Dal punto di vista ideologico, il movimento guidato da Meloni non si proclama apertamente antifascista e ha costruito la propria ascesa politica mediante la propaganda xenofoba e razzista. Inoltre, Meloni aderisce pienamente all’ultradestra internazionale che vede come riferimenti figure quali Trump, Netanyahu, Milei e Bolsonaro, sebbene recentemente i sondaggi l’abbiano costretta a compiere qualche passo indietro da queste alleanze ideologiche.

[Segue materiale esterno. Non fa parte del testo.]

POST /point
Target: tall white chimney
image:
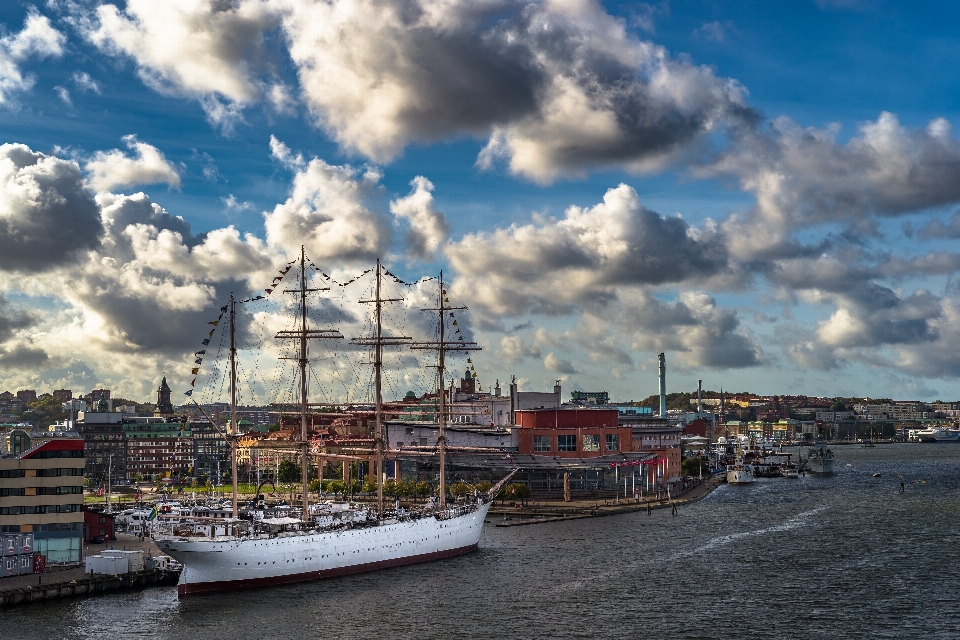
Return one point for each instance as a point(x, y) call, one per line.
point(663, 385)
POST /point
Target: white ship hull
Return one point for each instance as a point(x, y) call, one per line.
point(939, 435)
point(741, 475)
point(227, 563)
point(820, 467)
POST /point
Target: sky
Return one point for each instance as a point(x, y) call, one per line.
point(766, 192)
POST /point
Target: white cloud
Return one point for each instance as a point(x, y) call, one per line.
point(233, 205)
point(47, 217)
point(560, 88)
point(715, 31)
point(64, 95)
point(85, 83)
point(428, 227)
point(114, 169)
point(581, 260)
point(328, 212)
point(280, 152)
point(803, 177)
point(37, 39)
point(196, 48)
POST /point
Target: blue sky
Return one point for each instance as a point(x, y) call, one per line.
point(808, 148)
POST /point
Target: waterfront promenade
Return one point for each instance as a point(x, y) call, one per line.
point(507, 513)
point(55, 575)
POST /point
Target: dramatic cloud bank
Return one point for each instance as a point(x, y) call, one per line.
point(556, 88)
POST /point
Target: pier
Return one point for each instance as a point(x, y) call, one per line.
point(77, 587)
point(542, 512)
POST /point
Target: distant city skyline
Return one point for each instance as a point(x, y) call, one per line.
point(766, 192)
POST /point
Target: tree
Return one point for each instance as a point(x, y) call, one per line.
point(515, 491)
point(460, 489)
point(288, 472)
point(422, 489)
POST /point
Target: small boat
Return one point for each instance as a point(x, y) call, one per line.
point(739, 472)
point(820, 462)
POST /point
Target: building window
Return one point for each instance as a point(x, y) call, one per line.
point(613, 442)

Secondo Rifondazione Comunista, risulta pertanto incomprensibile la scelta del sindaco di Taranto Bitetti di criticare Montanari per aver dato voce all’Italia antifascista che difende gli insegnamenti costituzionali. Tale reazione non sorprende, considerando che Bitetti ha iniziato il proprio percorso politico con Cito e successivamente ha militato nel centrodestra insieme a ex-missini all’interno dell’Udc.

Per questa ragione appare strumentale la qualificazione operata dal Corriere della Sera della critica del sindaco centrista a Montanari come proveniente “da sinistra”. La medesima osservazione vale per l’ex-renziano Nardella, il quale ha ritenuto opportuno spiegare a Montanari che Meloni si distinguerebbe nel dibattito pubblico per il suo focus su temi economici e sociali.

Rifondazione Comunista ricorda a Nardella che Montanari, contrariamente a personalità come lui, ha mantenuto coerentemente una posizione a fianco delle lavoratrici e dei lavoratori nel corso di tutta la sua attività intellettuale e civile.